Nesse sentido, também não são poucos, nem recentes, os esforços de diversificação de fontes do precioso recurso, bem como soluções para seu uso mais eficiente. Uma das formas mais básicas e antigas é a captação de água da chuva. Propagada em épocas de seca como uma alternativa para o uso doméstico, a captação, da perspectiva econômica, não é uma solução universal, como sugere o senso comum. Mas ela é, sim, uma das muitas importantes armas no arsenal a que precisaremos recorrer para lidar com o estresse hídrico previsto para as próximas décadas. E um estudo recente da BCC Research, uma consultoria especializada em pesquisas de mercado, mostra isso. Segundo o levantamento, o mercado mundial de soluções para o reaproveitamento de água da chuva deve crescer 5,3% entre 2017 e 2022 e atingir a casa do US$ 1,5 bilhão, o equivalente a R$ 3,1 bilhões, ao final do período.
“A captação de água da chuva é uma solução fácil e acessível para superar o estresse hídrico e funciona como uma importante fonte de água descentralizada.
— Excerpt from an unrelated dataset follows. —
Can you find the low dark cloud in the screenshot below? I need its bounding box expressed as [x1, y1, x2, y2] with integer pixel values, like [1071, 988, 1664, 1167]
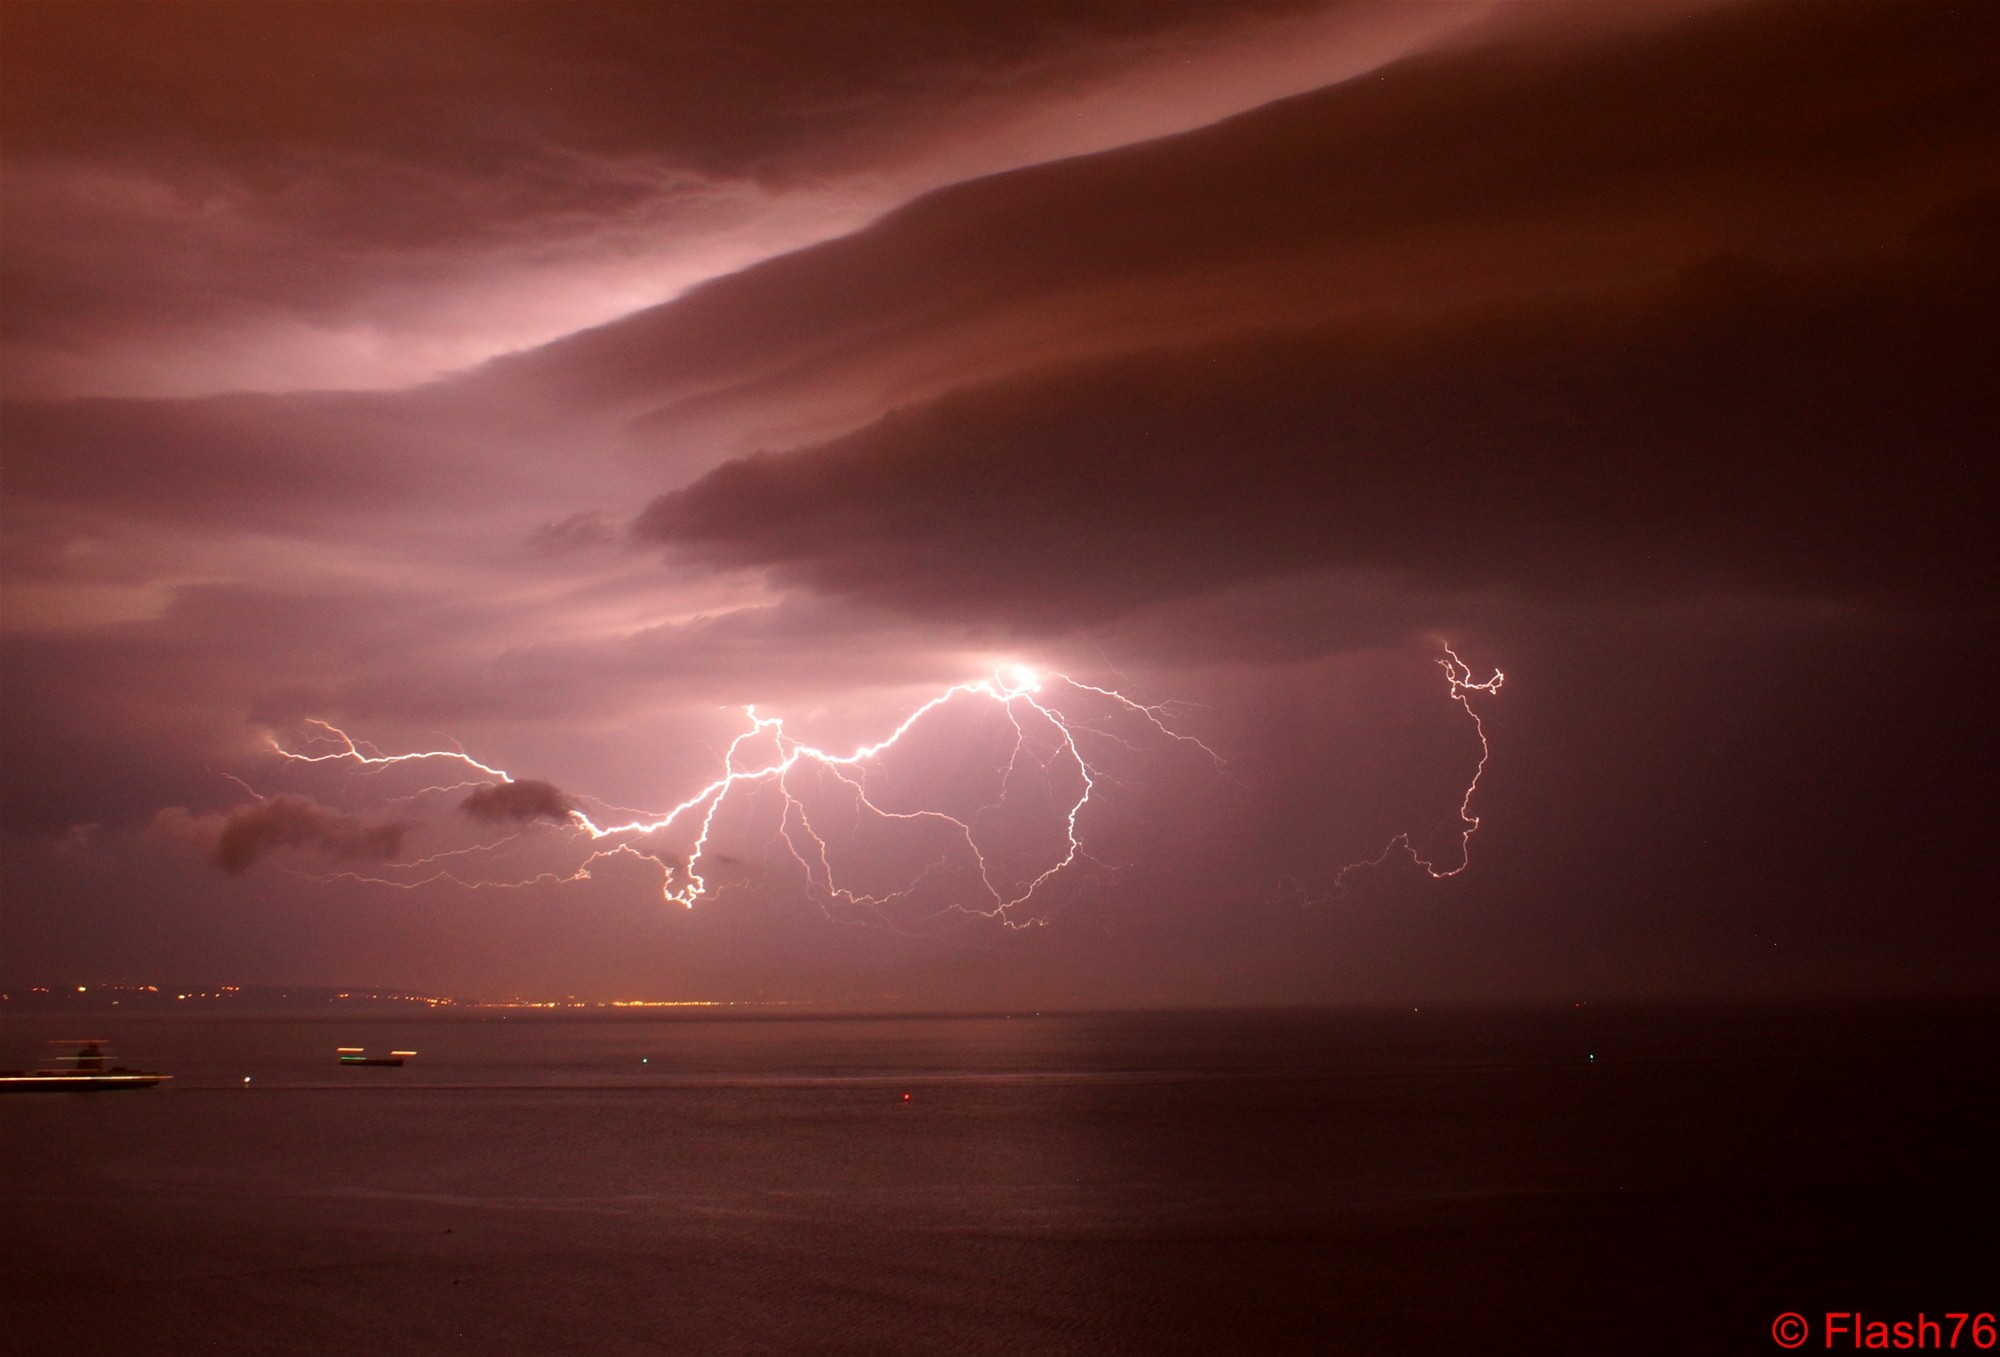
[459, 780, 577, 826]
[209, 795, 414, 875]
[638, 215, 1997, 629]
A captação também ajuda a reduzir o uso de água doce de fontes de águas superficiais e subterrâneas”, afirma Srinivasa Rajaram, analista e autor do relatório da BCC Research. Ele lembra, ainda, que, em larga escala, a armazenagem e o reaproveitamento de água da chuva pode proteger a infraestrutura de saneamento das cidades. Em momentos de chuvas torrenciais – quando a precipitação de um mês inteiro cai em um único dia, como se vê com cada vez mais frequência – sistemas de reaproveitamento de água da chuva ajudam a reduzir o estresse na infraestrutura pluvial. Em vez de a água da chuva ir para galerias e sobrecarregar córregos e rios, ela fica nas caixas d’água dos sistemas de reaproveitamento. Isso pode significar menos enchentes o que, por sua vez, reduz as despesas municipais não só com infraestrutura, mas também com saúde e transporte, entre outros.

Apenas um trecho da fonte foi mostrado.